Philippe Pasquet reconnaît sa fascination pour nos contemporains, le monde qui nous entoure. Une fascination effarée pour ces mouvements de masse (attitude violente, abscence de langage des "sauvageons" banlieusards, "reality shows" télévisuels, snobisme culturel bien pensant etc...) systématiques qui annihilent l'individu. Exaspéré par les codes qui régissent le monde, c'est par la peinture qu'il y répond, déployant une ironie provocante, décapante voire agressive.
Il n'y a pas d'échappatoire aux voies étroites systèmatisées par les médias. De même que le western ou le polar ou la bande dessinée ont des codes bien définis sans quoi leurs univers s'effondrent, de même les adeptes de la "culture !" des banlieues ou les consuméristes de la maison individuelle et de l'hypermarché ou les élites intellectuelles appliquées à la pensée politique correcte ne vivent que pour d'autres codes, en adéquation bien établie et ordonnée avec le groupe économico-culturel auquel ils appartiennent.

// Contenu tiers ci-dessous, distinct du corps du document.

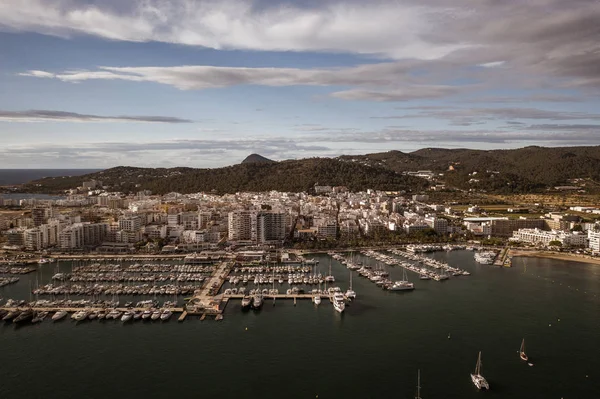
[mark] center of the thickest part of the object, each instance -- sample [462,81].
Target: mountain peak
[256,158]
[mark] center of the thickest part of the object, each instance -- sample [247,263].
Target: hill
[523,170]
[293,175]
[503,171]
[256,158]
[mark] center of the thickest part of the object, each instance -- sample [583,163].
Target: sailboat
[350,293]
[479,380]
[522,353]
[330,277]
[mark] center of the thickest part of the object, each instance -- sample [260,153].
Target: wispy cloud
[61,116]
[552,41]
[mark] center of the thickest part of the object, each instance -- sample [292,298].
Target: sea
[373,350]
[20,176]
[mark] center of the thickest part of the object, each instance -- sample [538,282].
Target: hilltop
[256,158]
[523,170]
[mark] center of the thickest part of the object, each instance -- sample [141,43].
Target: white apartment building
[594,240]
[535,236]
[33,239]
[271,226]
[243,226]
[130,223]
[71,237]
[440,225]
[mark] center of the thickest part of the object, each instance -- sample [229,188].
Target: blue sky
[204,83]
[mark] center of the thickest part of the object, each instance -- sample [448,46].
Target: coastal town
[250,248]
[90,220]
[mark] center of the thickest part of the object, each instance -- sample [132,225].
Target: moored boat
[478,380]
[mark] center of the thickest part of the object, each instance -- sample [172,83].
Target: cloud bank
[61,116]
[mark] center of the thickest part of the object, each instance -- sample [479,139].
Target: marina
[473,310]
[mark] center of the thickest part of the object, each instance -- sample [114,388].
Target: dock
[182,316]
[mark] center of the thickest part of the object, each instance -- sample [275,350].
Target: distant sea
[20,176]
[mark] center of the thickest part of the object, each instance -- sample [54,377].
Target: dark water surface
[373,350]
[20,176]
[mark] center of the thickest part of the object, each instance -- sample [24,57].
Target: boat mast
[418,385]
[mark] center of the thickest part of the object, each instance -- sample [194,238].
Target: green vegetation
[295,176]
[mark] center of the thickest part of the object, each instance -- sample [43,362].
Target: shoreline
[554,255]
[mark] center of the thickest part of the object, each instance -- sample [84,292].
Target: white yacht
[246,301]
[166,315]
[59,315]
[81,315]
[127,316]
[338,302]
[350,293]
[479,380]
[257,301]
[155,315]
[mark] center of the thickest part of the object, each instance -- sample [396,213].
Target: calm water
[373,350]
[20,176]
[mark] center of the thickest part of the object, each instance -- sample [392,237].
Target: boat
[155,315]
[329,278]
[166,315]
[338,302]
[350,293]
[418,396]
[257,301]
[24,316]
[39,316]
[402,285]
[246,301]
[522,353]
[128,315]
[59,315]
[478,380]
[80,315]
[11,315]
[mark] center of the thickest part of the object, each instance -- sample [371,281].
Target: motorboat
[246,301]
[147,314]
[128,315]
[478,380]
[338,302]
[24,316]
[257,301]
[61,314]
[166,315]
[155,315]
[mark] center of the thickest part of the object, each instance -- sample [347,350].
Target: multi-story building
[535,236]
[71,237]
[506,227]
[594,240]
[130,223]
[33,239]
[15,237]
[243,226]
[440,225]
[271,226]
[39,216]
[94,233]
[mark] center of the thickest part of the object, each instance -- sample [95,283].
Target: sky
[202,83]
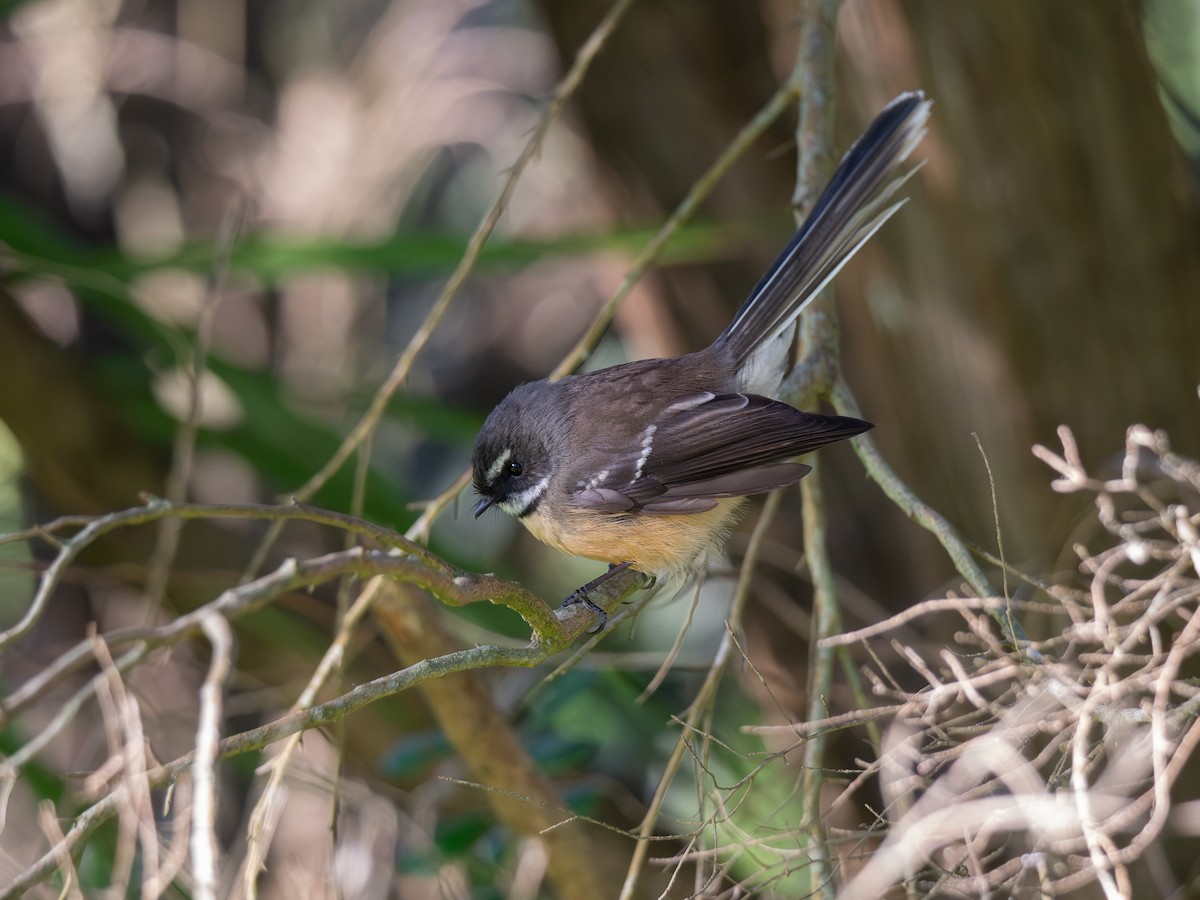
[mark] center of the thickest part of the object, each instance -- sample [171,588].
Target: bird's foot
[582,595]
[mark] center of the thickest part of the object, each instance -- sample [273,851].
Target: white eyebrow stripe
[520,503]
[497,467]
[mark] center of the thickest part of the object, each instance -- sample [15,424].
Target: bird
[647,465]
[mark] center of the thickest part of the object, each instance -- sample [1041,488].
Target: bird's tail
[855,204]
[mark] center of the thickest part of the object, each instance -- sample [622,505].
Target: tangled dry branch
[1066,763]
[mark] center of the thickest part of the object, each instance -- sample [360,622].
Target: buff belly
[655,545]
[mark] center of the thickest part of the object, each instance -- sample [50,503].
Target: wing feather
[711,447]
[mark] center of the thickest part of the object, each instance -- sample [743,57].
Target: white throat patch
[520,503]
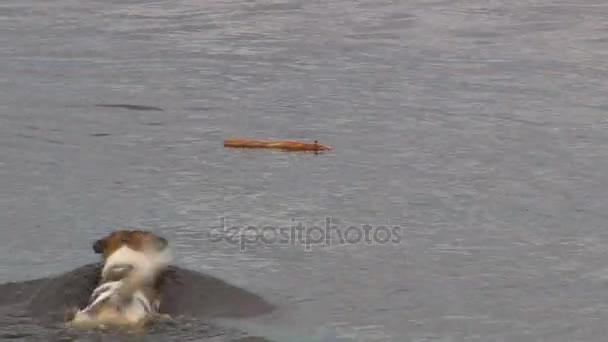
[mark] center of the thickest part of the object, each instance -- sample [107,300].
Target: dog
[127,294]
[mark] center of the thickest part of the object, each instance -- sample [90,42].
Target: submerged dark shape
[184,292]
[130,106]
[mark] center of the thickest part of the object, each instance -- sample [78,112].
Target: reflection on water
[478,127]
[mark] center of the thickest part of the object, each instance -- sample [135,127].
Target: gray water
[477,127]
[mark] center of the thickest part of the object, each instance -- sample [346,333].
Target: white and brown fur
[127,294]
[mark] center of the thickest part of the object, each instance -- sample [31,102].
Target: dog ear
[160,243]
[99,246]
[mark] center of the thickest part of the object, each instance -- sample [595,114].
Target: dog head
[137,240]
[127,250]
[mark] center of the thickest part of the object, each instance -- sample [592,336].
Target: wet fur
[127,295]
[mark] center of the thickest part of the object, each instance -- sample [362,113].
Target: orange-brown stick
[287,145]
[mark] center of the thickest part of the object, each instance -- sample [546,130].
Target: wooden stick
[286,145]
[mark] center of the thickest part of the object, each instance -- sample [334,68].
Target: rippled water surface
[477,127]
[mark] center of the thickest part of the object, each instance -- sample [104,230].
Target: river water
[475,130]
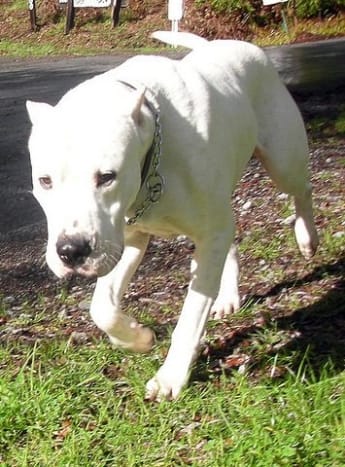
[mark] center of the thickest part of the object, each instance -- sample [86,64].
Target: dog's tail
[184,39]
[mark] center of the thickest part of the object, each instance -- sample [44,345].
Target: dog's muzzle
[73,250]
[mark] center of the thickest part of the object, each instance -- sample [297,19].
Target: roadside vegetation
[295,21]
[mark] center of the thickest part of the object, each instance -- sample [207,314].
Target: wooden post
[32,12]
[115,13]
[70,13]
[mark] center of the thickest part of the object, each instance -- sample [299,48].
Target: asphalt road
[305,68]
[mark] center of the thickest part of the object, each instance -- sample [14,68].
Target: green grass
[83,406]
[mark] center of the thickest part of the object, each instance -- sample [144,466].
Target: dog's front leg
[123,330]
[185,341]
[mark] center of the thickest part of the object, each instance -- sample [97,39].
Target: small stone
[247,206]
[289,220]
[282,196]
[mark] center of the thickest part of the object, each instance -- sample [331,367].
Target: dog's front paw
[164,386]
[224,306]
[143,341]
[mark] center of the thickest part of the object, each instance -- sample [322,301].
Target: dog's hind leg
[209,258]
[123,330]
[228,299]
[291,176]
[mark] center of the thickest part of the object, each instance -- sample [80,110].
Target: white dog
[156,146]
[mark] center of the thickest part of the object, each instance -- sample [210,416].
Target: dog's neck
[152,183]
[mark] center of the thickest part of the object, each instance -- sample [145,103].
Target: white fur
[219,105]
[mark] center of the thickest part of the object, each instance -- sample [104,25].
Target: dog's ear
[136,112]
[38,111]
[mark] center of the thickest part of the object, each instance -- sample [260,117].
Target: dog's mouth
[77,258]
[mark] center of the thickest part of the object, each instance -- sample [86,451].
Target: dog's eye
[46,182]
[105,178]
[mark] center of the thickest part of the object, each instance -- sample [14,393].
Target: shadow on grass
[314,334]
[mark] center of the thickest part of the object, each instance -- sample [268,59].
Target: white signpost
[274,2]
[175,13]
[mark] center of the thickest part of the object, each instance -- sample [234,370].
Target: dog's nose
[73,251]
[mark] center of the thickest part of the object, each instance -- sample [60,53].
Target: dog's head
[86,156]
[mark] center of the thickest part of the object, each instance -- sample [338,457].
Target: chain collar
[152,183]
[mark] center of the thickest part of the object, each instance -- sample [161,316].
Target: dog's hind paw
[163,387]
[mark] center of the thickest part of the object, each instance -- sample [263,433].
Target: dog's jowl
[156,146]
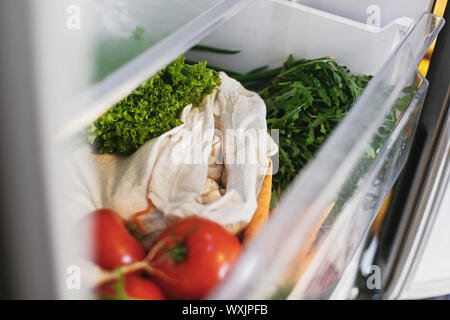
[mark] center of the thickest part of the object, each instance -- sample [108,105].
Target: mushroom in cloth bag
[212,165]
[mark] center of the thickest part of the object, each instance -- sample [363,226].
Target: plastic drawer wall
[341,191]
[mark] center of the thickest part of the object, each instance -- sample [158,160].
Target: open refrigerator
[55,78]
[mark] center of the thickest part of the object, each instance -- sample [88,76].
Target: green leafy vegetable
[153,108]
[305,101]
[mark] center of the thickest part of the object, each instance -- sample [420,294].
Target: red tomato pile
[188,259]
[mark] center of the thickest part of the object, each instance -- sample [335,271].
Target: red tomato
[135,286]
[113,245]
[196,255]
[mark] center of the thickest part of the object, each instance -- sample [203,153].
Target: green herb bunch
[305,101]
[153,108]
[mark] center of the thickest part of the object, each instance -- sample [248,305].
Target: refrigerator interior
[339,193]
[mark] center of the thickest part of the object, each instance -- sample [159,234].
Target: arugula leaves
[153,108]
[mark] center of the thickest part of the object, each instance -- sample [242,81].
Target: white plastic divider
[270,258]
[77,113]
[372,11]
[269,31]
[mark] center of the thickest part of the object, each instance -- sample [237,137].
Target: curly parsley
[153,108]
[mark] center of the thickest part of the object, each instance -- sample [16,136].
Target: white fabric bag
[171,170]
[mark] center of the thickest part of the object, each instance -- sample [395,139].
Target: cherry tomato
[113,245]
[193,255]
[133,287]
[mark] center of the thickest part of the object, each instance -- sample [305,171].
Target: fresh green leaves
[153,108]
[305,101]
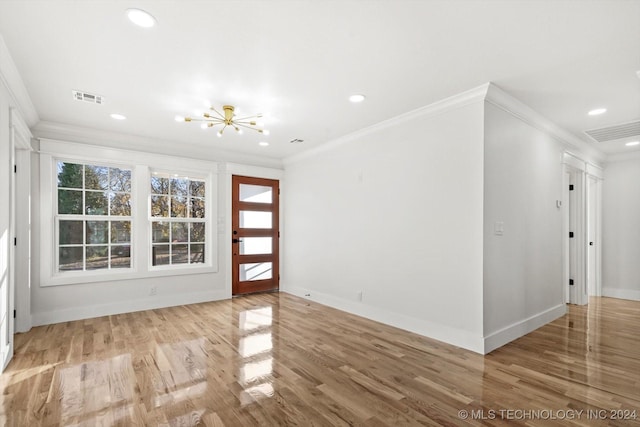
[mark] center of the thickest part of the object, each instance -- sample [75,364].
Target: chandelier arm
[250,117]
[218,113]
[247,126]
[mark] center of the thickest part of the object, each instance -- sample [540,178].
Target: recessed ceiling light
[141,18]
[597,111]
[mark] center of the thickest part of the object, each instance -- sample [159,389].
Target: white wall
[621,228]
[523,277]
[395,213]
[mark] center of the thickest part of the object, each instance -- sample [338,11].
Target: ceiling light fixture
[597,111]
[226,119]
[141,18]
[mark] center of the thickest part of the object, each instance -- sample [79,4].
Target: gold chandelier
[227,119]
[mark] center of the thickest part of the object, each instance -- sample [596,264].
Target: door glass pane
[255,193]
[255,245]
[256,271]
[255,219]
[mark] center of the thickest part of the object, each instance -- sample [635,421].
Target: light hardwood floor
[275,359]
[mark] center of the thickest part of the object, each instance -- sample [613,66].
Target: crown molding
[623,157]
[10,78]
[70,133]
[501,99]
[488,92]
[453,102]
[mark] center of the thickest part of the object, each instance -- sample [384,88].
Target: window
[178,220]
[93,217]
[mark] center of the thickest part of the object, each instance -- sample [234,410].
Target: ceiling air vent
[612,133]
[88,97]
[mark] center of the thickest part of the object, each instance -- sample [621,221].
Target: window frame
[141,164]
[172,173]
[85,218]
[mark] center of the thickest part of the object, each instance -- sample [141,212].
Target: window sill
[78,278]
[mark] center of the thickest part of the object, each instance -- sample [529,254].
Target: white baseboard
[631,294]
[439,332]
[522,327]
[79,313]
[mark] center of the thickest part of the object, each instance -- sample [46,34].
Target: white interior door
[593,231]
[7,262]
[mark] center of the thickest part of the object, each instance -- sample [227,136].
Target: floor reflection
[255,347]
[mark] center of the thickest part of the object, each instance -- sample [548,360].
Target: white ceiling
[298,61]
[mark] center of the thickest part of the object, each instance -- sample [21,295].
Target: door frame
[22,146]
[19,229]
[226,171]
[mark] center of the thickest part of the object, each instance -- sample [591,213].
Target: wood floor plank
[275,359]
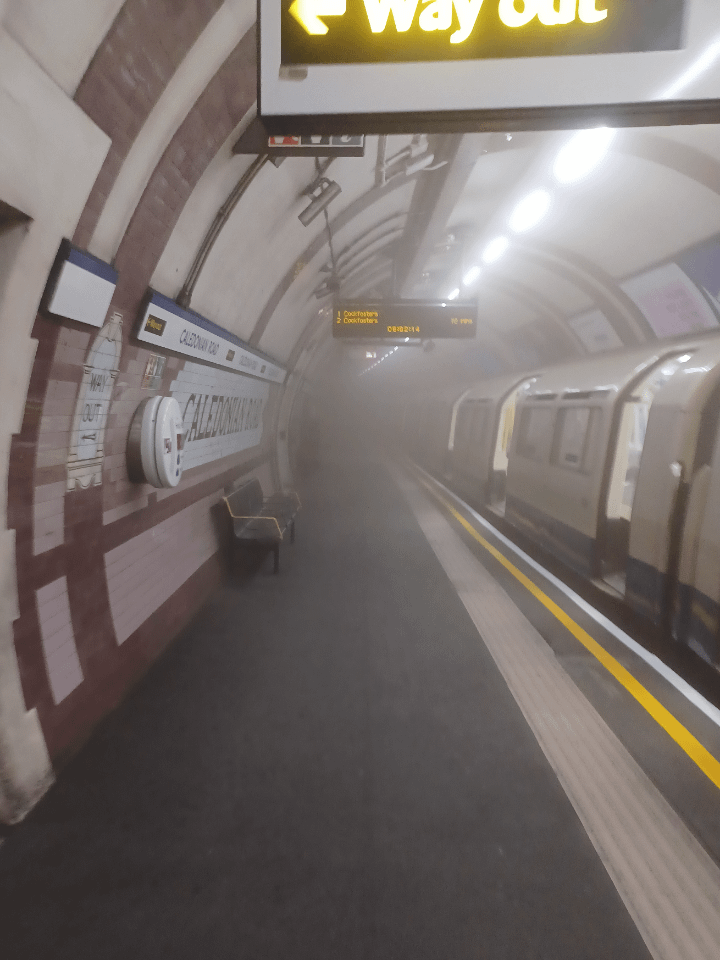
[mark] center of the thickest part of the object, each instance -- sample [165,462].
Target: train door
[503,437]
[476,465]
[463,436]
[695,601]
[629,445]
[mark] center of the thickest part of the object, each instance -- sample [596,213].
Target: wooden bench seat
[260,520]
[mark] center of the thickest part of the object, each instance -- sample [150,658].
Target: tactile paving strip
[669,884]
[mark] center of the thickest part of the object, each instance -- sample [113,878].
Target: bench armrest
[269,519]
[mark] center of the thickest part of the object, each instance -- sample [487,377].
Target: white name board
[167,325]
[83,289]
[222,412]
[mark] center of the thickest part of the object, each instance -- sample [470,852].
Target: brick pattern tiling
[144,572]
[58,639]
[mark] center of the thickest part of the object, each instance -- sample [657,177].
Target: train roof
[606,374]
[495,388]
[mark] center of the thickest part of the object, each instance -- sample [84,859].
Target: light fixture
[471,276]
[322,191]
[582,153]
[530,211]
[495,249]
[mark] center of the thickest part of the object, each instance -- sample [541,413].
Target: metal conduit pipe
[221,218]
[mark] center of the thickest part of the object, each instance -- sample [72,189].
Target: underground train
[612,464]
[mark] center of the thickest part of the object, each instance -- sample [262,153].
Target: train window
[534,432]
[574,437]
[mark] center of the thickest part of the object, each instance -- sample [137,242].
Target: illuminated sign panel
[401,319]
[403,66]
[391,31]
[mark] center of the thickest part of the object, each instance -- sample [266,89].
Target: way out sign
[391,31]
[398,66]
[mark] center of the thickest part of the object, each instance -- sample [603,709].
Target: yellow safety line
[685,740]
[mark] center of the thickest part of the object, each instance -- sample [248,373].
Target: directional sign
[385,66]
[308,12]
[404,320]
[387,31]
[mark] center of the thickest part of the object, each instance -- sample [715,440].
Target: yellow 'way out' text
[437,14]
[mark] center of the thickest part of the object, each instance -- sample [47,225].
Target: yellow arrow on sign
[306,12]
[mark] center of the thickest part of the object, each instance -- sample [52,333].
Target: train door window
[631,437]
[463,433]
[630,440]
[506,425]
[534,432]
[575,438]
[477,438]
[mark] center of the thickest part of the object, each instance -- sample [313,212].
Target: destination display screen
[402,319]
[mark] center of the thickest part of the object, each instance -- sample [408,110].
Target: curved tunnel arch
[108,142]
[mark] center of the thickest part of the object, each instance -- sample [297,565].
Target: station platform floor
[383,753]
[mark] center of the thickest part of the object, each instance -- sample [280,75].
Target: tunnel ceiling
[414,216]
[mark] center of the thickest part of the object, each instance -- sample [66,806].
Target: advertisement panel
[670,301]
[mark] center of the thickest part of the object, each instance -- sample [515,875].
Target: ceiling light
[322,192]
[582,154]
[495,249]
[530,211]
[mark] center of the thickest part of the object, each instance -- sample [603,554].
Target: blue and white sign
[84,287]
[167,325]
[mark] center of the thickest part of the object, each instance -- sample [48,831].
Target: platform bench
[264,521]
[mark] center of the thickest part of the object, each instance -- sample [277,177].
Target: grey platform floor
[326,765]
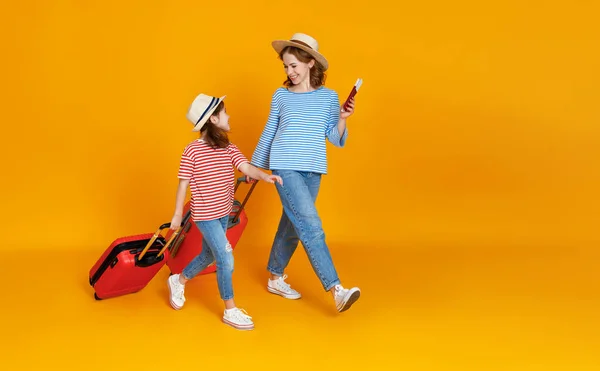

Dans ces troupeaux amorphes et dociles, il n'y a guère de chance de rencontrer le mouton noir: l'individu a disparu.

Cet individu qu'il recherche, Philippe Pasquet le représente en fragments: mains esseulées, troncs sans têtes, têtes sans corps, détails du quotidien et objets anodins...
C'est pour mieux le retrouver, le désirer, le figurer dans ces compositions fortes et audacieuses qui dialoguent avec chacun de nous: en tête à tête; d'individu à individu.